On December 24, 2018, Russian Defense Minister General of the Army Sergey Sergei Shoigu said Russia had achieved “an unprecedented level of equipment with modern weapons,” surpassing all other nations. He stated that 1) "The modernity level of the Strategic Nuclear Forces has reached 82%..."; 2) the new Sarmat heavy ICBM had been successfully tested in a “pop-up test”; 3) in 2019, “the first missile regiment [will be] equipped…with [the] Avangard hypersonic glide vehicle” and would become operational; 4) in 2019, a total of 31 Yars and Avangard nuclear ICBMs would be put on “combat duty”; 5) in 2019, the first Borey A ballistic missile submarine would become operational; 6) four Tu-95 nuclear-capable bombers would be modernized; and 7) Russia had conducted a salvo launch of 12 nuclear capable Kh-101 cruise missiles from a Tu-160 heavy bomber. This adds up to the modernization in a single year of about 10 percent of the declared Russian strategic nuclear force under the New START Treaty. TASS also reported that the new version of the Tu-160 (the Tu-160M2), which will add 500 additional deployed warheads to the Russian strategic nuclear force, is now being manufactured.

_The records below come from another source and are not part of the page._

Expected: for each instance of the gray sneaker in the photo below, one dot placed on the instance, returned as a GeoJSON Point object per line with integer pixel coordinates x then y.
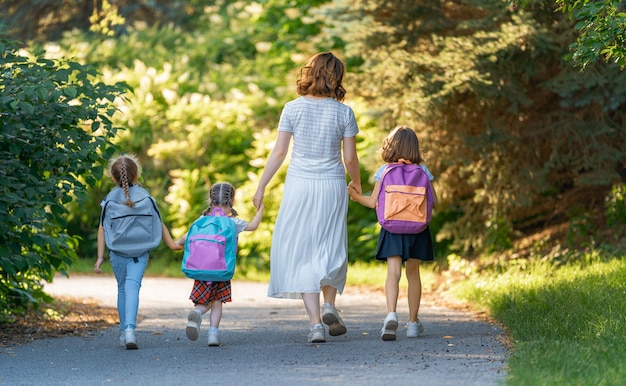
{"type": "Point", "coordinates": [316, 335]}
{"type": "Point", "coordinates": [331, 318]}
{"type": "Point", "coordinates": [390, 325]}
{"type": "Point", "coordinates": [194, 320]}
{"type": "Point", "coordinates": [130, 339]}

Thanks to the 2018 Nuclear Posture Review report we now have official confirmation of much of what Russia says it was doing and disclosure of some things that the Russians do not talk about presumably because they involve arms control violations. It states, “While Russia initially followed America’s lead and made similarly sharp reductions in its strategic nuclear forces, it retained large numbers of non-strategic nuclear weapons. Today, Russia is modernizing these weapons as well as its other strategic systems. Even more troubling has been Russia’s adoption of military strategies and capabilities that rely on nuclear escalation for their success. These developments, coupled with Russia’s seizure of Crimea and nuclear threats against our allies, mark Moscow’s decided return to Great Power competition.” Russian nuclear modernization is literally never-ending. All legs of the Russian Triad are being modernized. When Russia deploys a new system, it starts work on the follow-on. We don’t. We are pursuing a minimum program to maintain a nuclear triad replacing systems only when very old. We are almost a decade away from any new systems actually being deployed.

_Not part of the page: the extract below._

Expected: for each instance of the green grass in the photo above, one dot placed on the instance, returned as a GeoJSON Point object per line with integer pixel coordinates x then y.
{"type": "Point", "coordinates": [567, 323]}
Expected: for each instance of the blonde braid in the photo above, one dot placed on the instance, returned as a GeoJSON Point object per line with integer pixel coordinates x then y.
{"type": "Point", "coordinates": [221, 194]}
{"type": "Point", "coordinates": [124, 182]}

The Number of Deployed Russian Strategic Nuclear Weapons

Russian New START data are very limited and of little use. Russia’s declared New START numbers are apparently not real and certainly not verifiable because of the Treaty’s many loopholes and limited and ineffective verification provisions. There are inspections but they can’t verify anything because of the lack of attribution rules in the Treaty. (Attribution rules establish both a minimum and maximum number of warheads for each missile type). There is no way to verify the total number of accountable warheads much less the number of actual deployed warheads which is clearly much higher. There is no Senate Select Intelligence Committee report on New START verification because there is no credible way to claim it is verifiable. Then-Vice Chairman of the Senate Select Committee on Intelligence Senator Christopher Bond summed it up during New START ratification: “The Select Committee on Intelligence has been looking at this issue closely over the past several months. As the vice chairman of this committee, I have reviewed the key intelligence on our ability to monitor this treaty and heard from our intelligence professionals. There is no doubt in my mind that the United States cannot reliably verify the treaty’s 1,550 limit on deployed warheads.”